Ha! You better believe I'll be taking pictures.


----------



## Poppyseed

They are too adorable! I love hoods.


----------



## OnlyOno

i think it's their ridiculous softness and eternally sleepy looks as babies, or their round faces, or their fat ears, or their soft tails, or their complete floppiness, or something... but baby rats are just so amazingly irresistable.


----------



## amandahoney

baby things have to be cute, so that we (and their parents) will love them and take care of them. there are certain universal "cuteness" characteristics babies of species that need nurturing exhibit. ever notice how it seems that many species that don't need nurturing are born/hatched looking just like miniature adults, without the clumsy soft roundness of babies that we find so adorable? simple evolution.

that being said, i, too, love cute little soft babies, and yours are precious.


----------



## Inesita

Aw, they are too cute! *melts*


----------



## fallinstar

aww so cute


----------



## rasin

the little ratie fat faces and round mouths are just way to irresistible!


----------



## Strike2

Nice.


----------



## DonnaK

Very nice  I love the shot of the two from behind.


----------



## mnic001

~30 hours left!


----------



## mnic001

Delayed until Sunday night....


----------



## DonnaK

mnic001 said:


> Delayed until Sunday night....


Oh no!


----------



## Nazarath

*I hope you get your hunnies soon!! I LOVE the first pic their faces just make me melt *


----------



## tattered_teddy_bear

HEHE YAY. the girls got there safely and the PEW girls still need homes. 

WHERE ARE THE PICTURES NIC???!!!!
I forgot to take a good look at your cage when i was there, but mat said he saw it with everything inside already. :lol: 

=)

<3


----------



## mnic001

The pictures are coming!
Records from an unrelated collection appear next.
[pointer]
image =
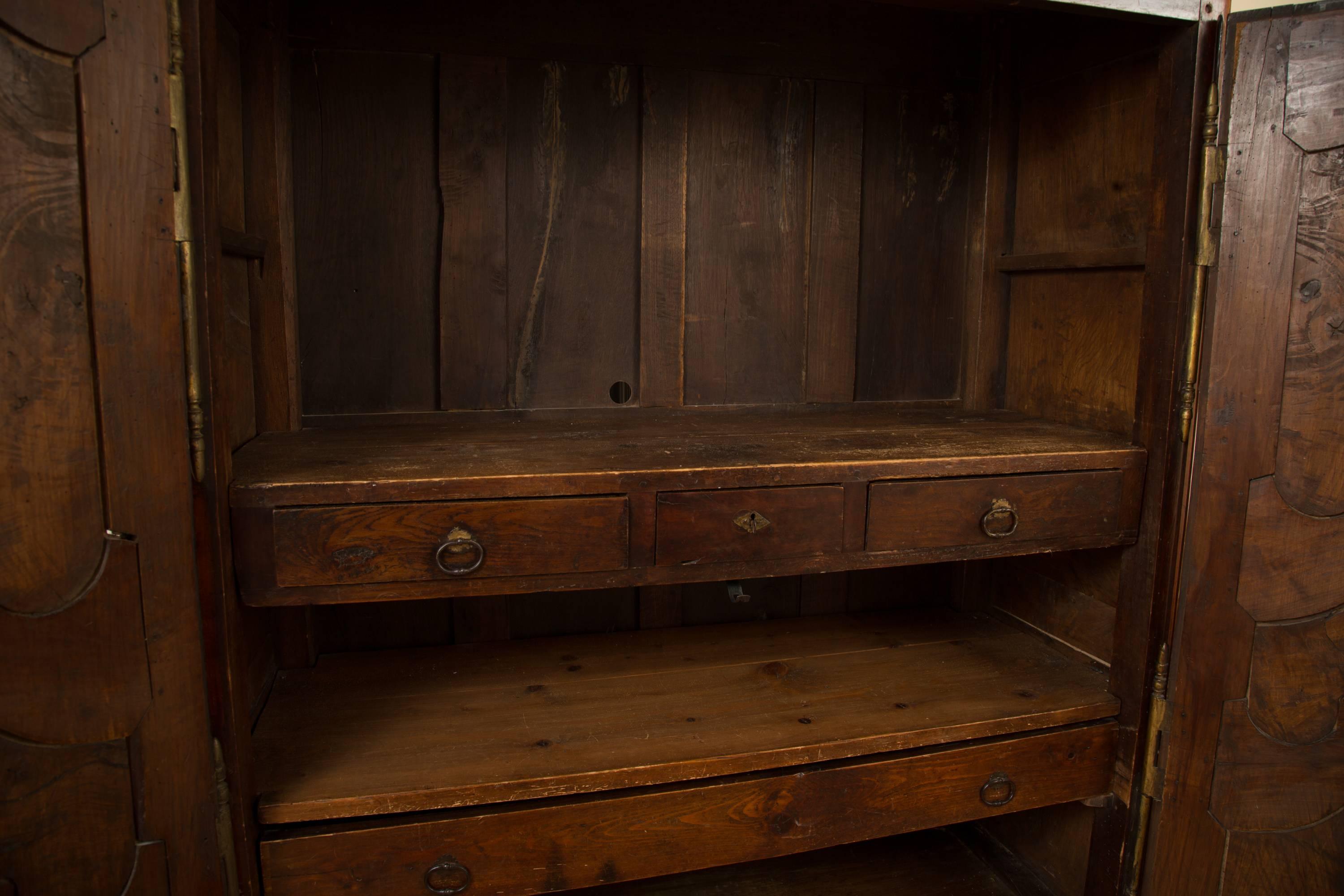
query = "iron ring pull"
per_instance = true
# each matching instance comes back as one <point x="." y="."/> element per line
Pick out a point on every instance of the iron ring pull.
<point x="457" y="542"/>
<point x="999" y="513"/>
<point x="448" y="876"/>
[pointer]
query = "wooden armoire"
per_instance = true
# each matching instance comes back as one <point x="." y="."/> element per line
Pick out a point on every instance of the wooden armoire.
<point x="722" y="447"/>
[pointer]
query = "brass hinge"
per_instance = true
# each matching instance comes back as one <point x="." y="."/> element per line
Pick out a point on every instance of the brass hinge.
<point x="1152" y="774"/>
<point x="189" y="272"/>
<point x="1206" y="256"/>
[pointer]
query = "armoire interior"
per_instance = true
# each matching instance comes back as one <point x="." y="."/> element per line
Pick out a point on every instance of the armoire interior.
<point x="685" y="448"/>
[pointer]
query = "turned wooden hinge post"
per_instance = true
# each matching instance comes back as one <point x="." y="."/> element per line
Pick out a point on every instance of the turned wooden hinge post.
<point x="1151" y="775"/>
<point x="1206" y="256"/>
<point x="185" y="238"/>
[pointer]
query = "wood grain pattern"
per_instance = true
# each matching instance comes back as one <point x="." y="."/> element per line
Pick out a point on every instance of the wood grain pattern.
<point x="623" y="837"/>
<point x="474" y="264"/>
<point x="701" y="527"/>
<point x="749" y="156"/>
<point x="1312" y="424"/>
<point x="366" y="230"/>
<point x="502" y="454"/>
<point x="549" y="718"/>
<point x="573" y="233"/>
<point x="834" y="265"/>
<point x="928" y="863"/>
<point x="663" y="237"/>
<point x="1314" y="107"/>
<point x="52" y="519"/>
<point x="945" y="512"/>
<point x="1275" y="581"/>
<point x="912" y="293"/>
<point x="398" y="542"/>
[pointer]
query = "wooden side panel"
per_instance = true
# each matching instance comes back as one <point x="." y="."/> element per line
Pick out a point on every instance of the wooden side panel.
<point x="474" y="269"/>
<point x="366" y="230"/>
<point x="1073" y="347"/>
<point x="749" y="156"/>
<point x="912" y="293"/>
<point x="573" y="236"/>
<point x="52" y="519"/>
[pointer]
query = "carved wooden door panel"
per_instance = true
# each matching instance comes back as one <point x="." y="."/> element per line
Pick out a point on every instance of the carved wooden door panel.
<point x="105" y="770"/>
<point x="1254" y="788"/>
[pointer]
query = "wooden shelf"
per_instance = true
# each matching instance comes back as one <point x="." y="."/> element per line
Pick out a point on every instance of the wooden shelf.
<point x="928" y="863"/>
<point x="490" y="454"/>
<point x="471" y="724"/>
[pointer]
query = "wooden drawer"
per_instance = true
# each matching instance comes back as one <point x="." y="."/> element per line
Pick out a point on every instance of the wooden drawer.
<point x="405" y="542"/>
<point x="749" y="524"/>
<point x="995" y="509"/>
<point x="628" y="835"/>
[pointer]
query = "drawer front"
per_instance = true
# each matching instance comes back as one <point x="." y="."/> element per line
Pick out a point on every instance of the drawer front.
<point x="406" y="542"/>
<point x="1004" y="509"/>
<point x="655" y="832"/>
<point x="749" y="524"/>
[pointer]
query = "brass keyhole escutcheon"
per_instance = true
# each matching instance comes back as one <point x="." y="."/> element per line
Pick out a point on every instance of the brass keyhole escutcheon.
<point x="750" y="521"/>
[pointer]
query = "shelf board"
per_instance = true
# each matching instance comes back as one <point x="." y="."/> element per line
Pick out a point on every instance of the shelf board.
<point x="471" y="724"/>
<point x="928" y="863"/>
<point x="488" y="454"/>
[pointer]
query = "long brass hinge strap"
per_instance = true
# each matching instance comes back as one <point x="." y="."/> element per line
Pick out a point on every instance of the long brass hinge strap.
<point x="1206" y="256"/>
<point x="189" y="269"/>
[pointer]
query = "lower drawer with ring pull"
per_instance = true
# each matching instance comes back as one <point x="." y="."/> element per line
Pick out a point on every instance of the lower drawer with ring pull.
<point x="995" y="509"/>
<point x="370" y="543"/>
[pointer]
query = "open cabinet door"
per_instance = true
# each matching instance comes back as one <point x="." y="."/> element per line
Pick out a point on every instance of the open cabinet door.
<point x="107" y="775"/>
<point x="1254" y="782"/>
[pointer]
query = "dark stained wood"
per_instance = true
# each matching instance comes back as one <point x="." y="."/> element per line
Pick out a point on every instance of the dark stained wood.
<point x="573" y="234"/>
<point x="398" y="542"/>
<point x="474" y="268"/>
<point x="749" y="151"/>
<point x="912" y="291"/>
<point x="1236" y="437"/>
<point x="1276" y="583"/>
<point x="703" y="527"/>
<point x="1121" y="257"/>
<point x="365" y="734"/>
<point x="491" y="454"/>
<point x="1314" y="105"/>
<point x="834" y="265"/>
<point x="1312" y="424"/>
<point x="1073" y="347"/>
<point x="663" y="237"/>
<point x="366" y="230"/>
<point x="52" y="519"/>
<point x="929" y="863"/>
<point x="944" y="512"/>
<point x="66" y="26"/>
<point x="647" y="833"/>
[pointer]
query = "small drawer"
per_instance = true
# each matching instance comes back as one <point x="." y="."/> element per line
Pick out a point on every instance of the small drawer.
<point x="562" y="844"/>
<point x="749" y="524"/>
<point x="995" y="509"/>
<point x="445" y="540"/>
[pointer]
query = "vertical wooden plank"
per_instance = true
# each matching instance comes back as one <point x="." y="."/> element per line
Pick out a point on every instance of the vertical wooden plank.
<point x="834" y="267"/>
<point x="663" y="237"/>
<point x="366" y="206"/>
<point x="573" y="238"/>
<point x="912" y="295"/>
<point x="749" y="156"/>
<point x="660" y="606"/>
<point x="474" y="268"/>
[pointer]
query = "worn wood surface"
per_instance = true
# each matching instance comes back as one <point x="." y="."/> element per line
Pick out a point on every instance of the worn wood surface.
<point x="703" y="527"/>
<point x="947" y="512"/>
<point x="366" y="230"/>
<point x="398" y="542"/>
<point x="365" y="734"/>
<point x="621" y="837"/>
<point x="492" y="454"/>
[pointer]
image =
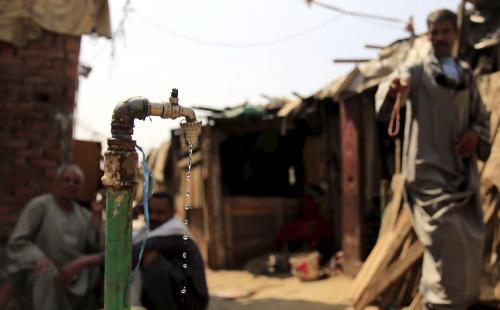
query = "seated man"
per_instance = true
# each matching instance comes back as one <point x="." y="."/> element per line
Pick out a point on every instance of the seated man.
<point x="166" y="284"/>
<point x="52" y="231"/>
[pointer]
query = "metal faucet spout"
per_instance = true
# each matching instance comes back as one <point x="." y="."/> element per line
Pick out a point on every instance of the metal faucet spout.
<point x="127" y="111"/>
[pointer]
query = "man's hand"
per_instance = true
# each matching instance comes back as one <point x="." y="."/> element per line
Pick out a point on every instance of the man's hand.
<point x="68" y="272"/>
<point x="467" y="143"/>
<point x="397" y="85"/>
<point x="42" y="264"/>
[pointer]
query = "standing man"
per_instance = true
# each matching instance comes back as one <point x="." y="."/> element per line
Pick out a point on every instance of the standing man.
<point x="52" y="231"/>
<point x="165" y="282"/>
<point x="445" y="122"/>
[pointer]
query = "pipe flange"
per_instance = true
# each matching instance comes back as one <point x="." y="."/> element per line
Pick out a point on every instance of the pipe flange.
<point x="192" y="131"/>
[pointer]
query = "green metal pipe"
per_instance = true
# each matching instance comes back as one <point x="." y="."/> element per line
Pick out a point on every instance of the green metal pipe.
<point x="118" y="248"/>
<point x="120" y="164"/>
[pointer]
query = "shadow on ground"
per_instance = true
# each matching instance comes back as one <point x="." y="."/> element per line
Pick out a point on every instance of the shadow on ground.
<point x="270" y="304"/>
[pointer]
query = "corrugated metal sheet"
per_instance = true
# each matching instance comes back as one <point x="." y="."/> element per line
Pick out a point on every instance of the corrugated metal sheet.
<point x="370" y="74"/>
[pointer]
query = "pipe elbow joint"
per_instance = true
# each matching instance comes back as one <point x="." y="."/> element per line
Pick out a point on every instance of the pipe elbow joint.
<point x="124" y="114"/>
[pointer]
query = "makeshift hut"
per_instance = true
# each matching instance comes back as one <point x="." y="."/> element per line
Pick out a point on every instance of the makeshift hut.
<point x="251" y="176"/>
<point x="390" y="275"/>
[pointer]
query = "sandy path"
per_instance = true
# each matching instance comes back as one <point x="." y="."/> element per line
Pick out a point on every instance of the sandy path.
<point x="275" y="293"/>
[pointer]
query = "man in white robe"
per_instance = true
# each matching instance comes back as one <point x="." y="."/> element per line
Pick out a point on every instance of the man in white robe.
<point x="446" y="123"/>
<point x="52" y="231"/>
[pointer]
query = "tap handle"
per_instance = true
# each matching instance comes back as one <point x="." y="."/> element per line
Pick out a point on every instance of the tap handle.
<point x="174" y="96"/>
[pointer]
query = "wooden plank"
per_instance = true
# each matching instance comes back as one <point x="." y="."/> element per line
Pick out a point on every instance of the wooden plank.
<point x="380" y="257"/>
<point x="416" y="302"/>
<point x="393" y="273"/>
<point x="350" y="122"/>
I promise. I've been snapping candids when I can, but usually I'm too distracted by their playfulness. Beyond that, I've been dealing with a few unfortunate circumstances that have demanded my attention.

I'll make a new post for the pictures (and an official introduction), and I'll include a couple of the cage for good measure. 

The girls have really been loving their new home (as far as I can tell). I can let them out almost anywhere and they always end up on my shoulder or head. The big girl is the fearless leader and her little sister follows her everywhere. They usually end up next to or on top of each other. Very cute. I'm working on names and pictures.... they will be here soon.


----------